Choca que a una década de los cien años de la muerte de Unamuno aún se vivan con virulencia, dialéctica, ¡afortunadamente!, hechos lamentables e incluso trágicos de nuestra historia reciente. El género documental exige el rigor histórico y no admite las hipótesis de la ficción.

 

Título original:  Palabras para un fin del mundo

Año: 2020

Duración: 93 min.

País: España

Dirección: Manuel Menchón

Guion: Manuel Menchón

Música: Ivan Palomares

Fotografía: Javier Calvo (B&W)

Reparto: Documental, (intervenciones de: José Sacristán, Marián Álvarez, Antonio de la Torre, Víctor Clavijo, Andrés Gertrudix).

 

         Hace mucho tiempo que el género del documental es capaz de congregar grandes audiencias en torno a sus obras, como lo ha demostrado recientemente Michael Moore, entre otros, en su vertiente más popular. Se refugia más en la televisión, soporte para el que parece producto idóneo, pero, como en el caso de La sal de la Tierra, de Wim Wenders,  también exige la pantalla grande. En tiempos de pandemia se ha borrado esa distinción espacial y hoy todo pasa por la televisión de la sala de estar: estrenos de ficción y documentos que pretenden tener rigor histórico pero que no siempre lo consiguen.

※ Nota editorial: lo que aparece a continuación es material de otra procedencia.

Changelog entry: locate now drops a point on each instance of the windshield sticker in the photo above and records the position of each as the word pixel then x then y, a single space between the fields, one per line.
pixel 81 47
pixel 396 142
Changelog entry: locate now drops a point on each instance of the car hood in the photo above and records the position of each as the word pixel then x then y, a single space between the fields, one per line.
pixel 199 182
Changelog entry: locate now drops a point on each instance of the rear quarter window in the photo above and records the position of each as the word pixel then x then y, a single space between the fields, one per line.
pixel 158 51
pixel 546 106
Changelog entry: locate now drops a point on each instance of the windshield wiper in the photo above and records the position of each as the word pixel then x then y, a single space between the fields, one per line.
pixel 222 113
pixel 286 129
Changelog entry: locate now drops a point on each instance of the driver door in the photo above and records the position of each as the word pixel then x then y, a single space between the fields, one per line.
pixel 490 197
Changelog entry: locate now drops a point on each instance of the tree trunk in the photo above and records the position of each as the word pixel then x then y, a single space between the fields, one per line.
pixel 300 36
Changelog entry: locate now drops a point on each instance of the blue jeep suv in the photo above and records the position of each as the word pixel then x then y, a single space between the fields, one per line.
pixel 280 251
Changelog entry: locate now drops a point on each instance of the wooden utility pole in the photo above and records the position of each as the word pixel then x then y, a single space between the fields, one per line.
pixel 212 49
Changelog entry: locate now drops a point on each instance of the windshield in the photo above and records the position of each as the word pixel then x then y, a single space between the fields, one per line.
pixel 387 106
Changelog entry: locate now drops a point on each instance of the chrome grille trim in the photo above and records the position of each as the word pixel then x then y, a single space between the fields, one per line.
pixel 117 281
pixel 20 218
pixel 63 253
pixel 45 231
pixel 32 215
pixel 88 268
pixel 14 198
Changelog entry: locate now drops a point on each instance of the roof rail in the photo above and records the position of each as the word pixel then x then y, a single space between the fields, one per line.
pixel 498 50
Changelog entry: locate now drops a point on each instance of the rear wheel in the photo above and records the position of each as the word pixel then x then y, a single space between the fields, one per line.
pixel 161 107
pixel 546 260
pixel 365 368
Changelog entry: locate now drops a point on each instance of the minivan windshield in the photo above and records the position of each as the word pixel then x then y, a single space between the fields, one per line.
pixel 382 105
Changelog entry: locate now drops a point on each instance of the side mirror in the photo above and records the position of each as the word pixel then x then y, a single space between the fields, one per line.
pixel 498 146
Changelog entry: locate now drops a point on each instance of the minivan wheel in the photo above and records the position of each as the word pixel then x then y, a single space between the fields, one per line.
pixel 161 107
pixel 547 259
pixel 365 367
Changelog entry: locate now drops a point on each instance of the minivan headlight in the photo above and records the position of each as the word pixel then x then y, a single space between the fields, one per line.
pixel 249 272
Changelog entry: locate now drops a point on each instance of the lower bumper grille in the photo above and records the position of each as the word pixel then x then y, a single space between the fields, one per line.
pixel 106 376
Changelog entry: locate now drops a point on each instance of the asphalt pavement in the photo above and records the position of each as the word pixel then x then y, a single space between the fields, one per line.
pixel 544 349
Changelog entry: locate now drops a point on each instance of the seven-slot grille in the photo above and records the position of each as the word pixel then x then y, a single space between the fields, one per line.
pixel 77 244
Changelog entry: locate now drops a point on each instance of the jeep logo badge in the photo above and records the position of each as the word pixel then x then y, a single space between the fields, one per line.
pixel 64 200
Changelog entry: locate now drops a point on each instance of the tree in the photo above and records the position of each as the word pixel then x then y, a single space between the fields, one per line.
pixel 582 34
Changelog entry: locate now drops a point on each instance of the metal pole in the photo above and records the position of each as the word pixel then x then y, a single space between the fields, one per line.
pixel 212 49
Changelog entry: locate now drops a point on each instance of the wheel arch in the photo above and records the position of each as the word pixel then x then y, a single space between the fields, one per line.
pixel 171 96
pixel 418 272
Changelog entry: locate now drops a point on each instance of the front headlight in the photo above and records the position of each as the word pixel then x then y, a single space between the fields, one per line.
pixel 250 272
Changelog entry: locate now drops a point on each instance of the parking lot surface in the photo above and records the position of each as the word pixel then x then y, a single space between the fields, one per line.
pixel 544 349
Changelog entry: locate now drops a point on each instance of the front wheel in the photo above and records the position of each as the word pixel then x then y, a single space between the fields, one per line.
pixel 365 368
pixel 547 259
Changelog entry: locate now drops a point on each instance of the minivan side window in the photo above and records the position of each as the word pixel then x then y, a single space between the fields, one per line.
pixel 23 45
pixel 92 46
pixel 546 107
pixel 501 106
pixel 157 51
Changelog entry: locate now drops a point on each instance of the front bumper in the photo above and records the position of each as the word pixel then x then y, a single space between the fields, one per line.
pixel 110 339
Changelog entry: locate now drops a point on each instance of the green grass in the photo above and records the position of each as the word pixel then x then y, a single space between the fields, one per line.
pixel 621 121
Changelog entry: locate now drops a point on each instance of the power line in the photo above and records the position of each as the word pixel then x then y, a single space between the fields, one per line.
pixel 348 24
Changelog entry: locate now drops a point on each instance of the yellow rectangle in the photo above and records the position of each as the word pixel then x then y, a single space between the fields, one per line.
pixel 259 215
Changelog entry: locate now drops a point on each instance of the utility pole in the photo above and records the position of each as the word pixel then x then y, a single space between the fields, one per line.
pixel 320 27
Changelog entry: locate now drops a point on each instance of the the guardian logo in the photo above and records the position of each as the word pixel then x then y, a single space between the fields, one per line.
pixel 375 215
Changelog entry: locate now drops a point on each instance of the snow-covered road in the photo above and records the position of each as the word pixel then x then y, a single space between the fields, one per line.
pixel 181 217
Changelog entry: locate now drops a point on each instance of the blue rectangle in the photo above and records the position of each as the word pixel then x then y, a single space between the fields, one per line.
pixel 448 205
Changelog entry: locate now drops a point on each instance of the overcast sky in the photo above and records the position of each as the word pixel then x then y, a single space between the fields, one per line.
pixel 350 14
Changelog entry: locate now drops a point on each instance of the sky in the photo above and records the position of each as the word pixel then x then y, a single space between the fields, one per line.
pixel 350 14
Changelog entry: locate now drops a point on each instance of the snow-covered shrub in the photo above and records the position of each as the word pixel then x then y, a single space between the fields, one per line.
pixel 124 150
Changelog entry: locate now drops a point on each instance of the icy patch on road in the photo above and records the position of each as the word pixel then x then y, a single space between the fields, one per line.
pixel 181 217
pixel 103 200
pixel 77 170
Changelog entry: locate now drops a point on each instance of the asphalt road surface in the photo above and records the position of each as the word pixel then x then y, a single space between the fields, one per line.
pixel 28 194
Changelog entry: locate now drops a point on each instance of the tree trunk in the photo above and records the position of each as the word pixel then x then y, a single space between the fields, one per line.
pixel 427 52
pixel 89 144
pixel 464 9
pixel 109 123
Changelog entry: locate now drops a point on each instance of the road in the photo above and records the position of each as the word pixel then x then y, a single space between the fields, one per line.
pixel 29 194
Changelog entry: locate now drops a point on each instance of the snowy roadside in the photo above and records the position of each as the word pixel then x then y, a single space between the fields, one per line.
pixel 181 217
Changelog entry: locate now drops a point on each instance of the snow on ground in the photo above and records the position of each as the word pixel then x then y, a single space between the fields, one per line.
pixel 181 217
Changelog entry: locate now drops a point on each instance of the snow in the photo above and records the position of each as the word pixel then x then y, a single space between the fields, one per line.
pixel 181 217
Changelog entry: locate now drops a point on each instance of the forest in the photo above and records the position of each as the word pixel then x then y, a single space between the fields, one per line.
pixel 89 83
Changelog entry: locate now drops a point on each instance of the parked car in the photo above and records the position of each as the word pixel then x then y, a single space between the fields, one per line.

         Manuel Menchón ha creado un documental efectista, con imágenes muy potentes, y algunas rara vez vistas, creo, como la de Millán-Astray compartiendo tribuna con  Mussolini o las del *bibliocausto español, a imitación de la pira famosa de la Plaza de la Ópera en Berlín, donde Goebbels protagonizó un auto de fe que tuvo repercusión universal  y que mostraba inequívocamente la senda de la barbarie por la que se adentraba su régimen político nacionalsocialista. La sabia combinación de las imágenes para ilustrar algo que va más allá del caso específico de Unamuno, un montaje con un ritmo sostenido a lo largo de todo el documental, atrapa al espectador en una vívida recreación de lo que significó el «Alzamiento» que Unamuno saludó y alentó en principio como una acción limitada en el tiempo y en el espacio para «salvar» la República de la deriva sovietizante y volver a celebrar elecciones en condiciones de trasparencia y legitimidad. ¡Cómo debió de pesarle al candidato al Nobel que no sucediera así! Revivimos, como ya lo hicimos con la película de Amenábar, los hechos terribles del paraninfo de la universidad, y enseguida el autor nos lleva a la «tesis» del documental: que bien hubiera podido suceder que a Unamuno lo hubiera «asesinado»  el falangista Bartolomé Aragonés, con quien esa tarde de su muerte estuvo Unamuno a solas, y quien, por lo tanto, fue la última persona en ver con vida a don Miguel.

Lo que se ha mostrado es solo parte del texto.